Reason #2: The game is already deadly enough. Weapon damage is a lot higher, opponents are easier to hit (and so are you), and the Massive Damage threshold has been lowered to a mere 20 HP with a much more difficult save.

Of course, you've been running the game and I'm just serving as a rules analyst. But your first option seems way too cruel, and doesn't reflect a character's increasing skill in combat. The other two seem perfectly reasonable, though it looks like scholars will take it in the pants no matter what.
 
Something I thought was odd...

They up-gunned all the weapon damage... but also up-gunned the classes hit dice.

Why do both?

I would have reduced the hit dice (Scholar d4, thief d6, soldier d8, barbarian d10), and made Massive Damage equal to HALF YOUR CURRENT hit points.

-B
 
Bailywolf said:
Something I thought was odd...

They up-gunned all the weapon damage... but also up-gunned the classes hit dice.

Why do both?

I would have reduced the hit dice (Scholar d4, thief d6, soldier d8, barbarian d10), and made Massive Damage equal to HALF YOUR CURRENT hit points.

-B

The only mod I'm considering is lowering Massive damage. I'm considering one of these:
Attribute based (CON)
FIXED (10 or 15?)
Attribute Modified (10 + CON MOD)

Though I'm leaning towards the last one.
 
You can always use “Star Wars” system, also called “Vitality and Wound Points” in the new “Unearthed Arcana”. Basically you have your Con Stat as Wound Points and your hp are Vitality, which, is the classic hp ability of turning a direct hit into a glancing blow. Vitality works like normal hp until they are gone you start taking Wound Point damage. Taking Wound Point damage causes you to become fatigued and you have to save vs. being stunned, the worse the damage the harder the save.
The big catch is crits don’t do the damage multiplier anymore but instead go strait into Wound Points! Which makes a crit a very seroius thing indeed, no matter what your level. (Also in DnD normal “Cure Spells” don’t heal Wound Point damage, only Vitality, which tends to come back fairly quickly anyway)
There are a few more details of course but that is the crux of the biscuit, check out "Star Wars" or "Unearthed Arcana" for full details if you’re interested
 
Anonymous said:
You can always use “Star Wars” system, also called “Vitality and Wound Points” in the new “Unearthed Arcana”...

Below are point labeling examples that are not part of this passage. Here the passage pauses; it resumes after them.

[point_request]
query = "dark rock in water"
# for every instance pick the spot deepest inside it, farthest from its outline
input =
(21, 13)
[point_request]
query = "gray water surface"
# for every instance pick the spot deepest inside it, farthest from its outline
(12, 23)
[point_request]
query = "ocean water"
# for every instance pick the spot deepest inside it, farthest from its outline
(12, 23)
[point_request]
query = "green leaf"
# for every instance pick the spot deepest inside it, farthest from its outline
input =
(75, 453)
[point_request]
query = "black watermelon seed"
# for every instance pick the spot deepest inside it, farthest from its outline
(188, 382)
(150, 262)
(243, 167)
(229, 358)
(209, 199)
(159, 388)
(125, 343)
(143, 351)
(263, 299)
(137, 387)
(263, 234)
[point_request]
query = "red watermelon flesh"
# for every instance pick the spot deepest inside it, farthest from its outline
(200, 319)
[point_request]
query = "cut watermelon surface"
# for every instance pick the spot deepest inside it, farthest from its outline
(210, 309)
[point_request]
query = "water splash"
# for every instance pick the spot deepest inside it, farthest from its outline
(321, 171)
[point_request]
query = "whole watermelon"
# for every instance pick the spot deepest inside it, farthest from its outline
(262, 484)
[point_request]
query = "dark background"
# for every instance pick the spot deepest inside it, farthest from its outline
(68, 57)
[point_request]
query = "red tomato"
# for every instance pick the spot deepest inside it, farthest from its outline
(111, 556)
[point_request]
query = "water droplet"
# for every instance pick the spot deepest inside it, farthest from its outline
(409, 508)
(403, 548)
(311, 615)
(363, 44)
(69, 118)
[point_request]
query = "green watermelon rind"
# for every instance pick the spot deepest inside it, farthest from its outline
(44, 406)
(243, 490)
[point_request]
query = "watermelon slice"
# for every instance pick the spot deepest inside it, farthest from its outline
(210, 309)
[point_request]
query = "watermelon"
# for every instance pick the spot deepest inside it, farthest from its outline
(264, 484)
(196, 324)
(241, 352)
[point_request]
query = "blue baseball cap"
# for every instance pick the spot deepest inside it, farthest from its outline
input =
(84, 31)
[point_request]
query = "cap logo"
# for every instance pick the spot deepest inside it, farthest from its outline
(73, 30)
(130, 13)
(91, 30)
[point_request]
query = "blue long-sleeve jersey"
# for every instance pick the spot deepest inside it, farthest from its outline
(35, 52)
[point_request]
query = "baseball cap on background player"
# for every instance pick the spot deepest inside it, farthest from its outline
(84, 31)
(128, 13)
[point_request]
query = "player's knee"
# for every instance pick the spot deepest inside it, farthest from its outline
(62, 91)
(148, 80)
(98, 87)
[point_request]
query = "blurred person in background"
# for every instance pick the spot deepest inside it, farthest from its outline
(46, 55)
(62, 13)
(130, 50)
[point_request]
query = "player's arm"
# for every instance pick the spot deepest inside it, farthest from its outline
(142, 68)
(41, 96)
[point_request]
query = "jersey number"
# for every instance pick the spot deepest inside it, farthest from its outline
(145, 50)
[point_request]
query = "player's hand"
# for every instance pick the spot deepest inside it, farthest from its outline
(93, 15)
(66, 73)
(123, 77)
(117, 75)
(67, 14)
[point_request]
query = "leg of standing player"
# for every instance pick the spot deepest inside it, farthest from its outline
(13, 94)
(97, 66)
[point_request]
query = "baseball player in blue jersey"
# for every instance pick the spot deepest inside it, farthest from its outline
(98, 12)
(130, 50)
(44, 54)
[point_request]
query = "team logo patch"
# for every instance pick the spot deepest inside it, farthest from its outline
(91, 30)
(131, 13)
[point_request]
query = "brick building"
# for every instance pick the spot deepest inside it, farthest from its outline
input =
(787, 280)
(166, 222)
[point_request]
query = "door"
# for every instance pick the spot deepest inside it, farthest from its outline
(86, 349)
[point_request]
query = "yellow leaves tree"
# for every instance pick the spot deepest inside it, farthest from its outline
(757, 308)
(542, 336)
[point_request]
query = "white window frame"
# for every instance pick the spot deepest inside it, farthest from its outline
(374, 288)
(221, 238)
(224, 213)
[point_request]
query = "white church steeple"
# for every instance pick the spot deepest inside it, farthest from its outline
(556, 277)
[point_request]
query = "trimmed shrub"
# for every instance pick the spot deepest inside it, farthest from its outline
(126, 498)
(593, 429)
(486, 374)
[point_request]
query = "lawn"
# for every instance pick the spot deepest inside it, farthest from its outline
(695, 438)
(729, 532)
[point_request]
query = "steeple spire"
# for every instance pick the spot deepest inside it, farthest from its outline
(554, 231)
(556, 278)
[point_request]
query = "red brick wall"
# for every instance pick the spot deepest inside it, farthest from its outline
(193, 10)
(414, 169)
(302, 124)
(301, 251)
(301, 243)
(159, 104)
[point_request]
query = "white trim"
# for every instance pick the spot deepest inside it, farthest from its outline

I have read about an alternate version of this (I can't recall which game uses it) in which Hit POints are kind of a 'reserve' of vitality.

You can take damage up to your Constitution (perhaps plus a point or two per level), and by resting or patching up your wounds you can move points from your big HP reserve into your small Vitality reserve...

It's more complicated than this, but makes for a game which is immediatly lethal, but one in which characters can somewhat recover between encounters even in settings with no healing magic...

Anyone know which d20 variant this is from?

-B
 
I'd say, instead of changing HP, change what you throw at them. I was very near a TPK last weekend with 6th level characters in full armor -- It may have gone worse for them if the gunderland soldier hadn't remembered that he should have had a higher DV due to his shield midway through combat -- I retroactively gave him 10 hp back as compensation and he ended combat with only 3 left!
 
Bailywolf, i think your thinking about reserve points from the unearthed arcana book. Reserve points do not help you in combat, however they help characters recover quickly after a battle, allowing them to continue on their adventure instead of having to stop and rest for a day after a combat encounter.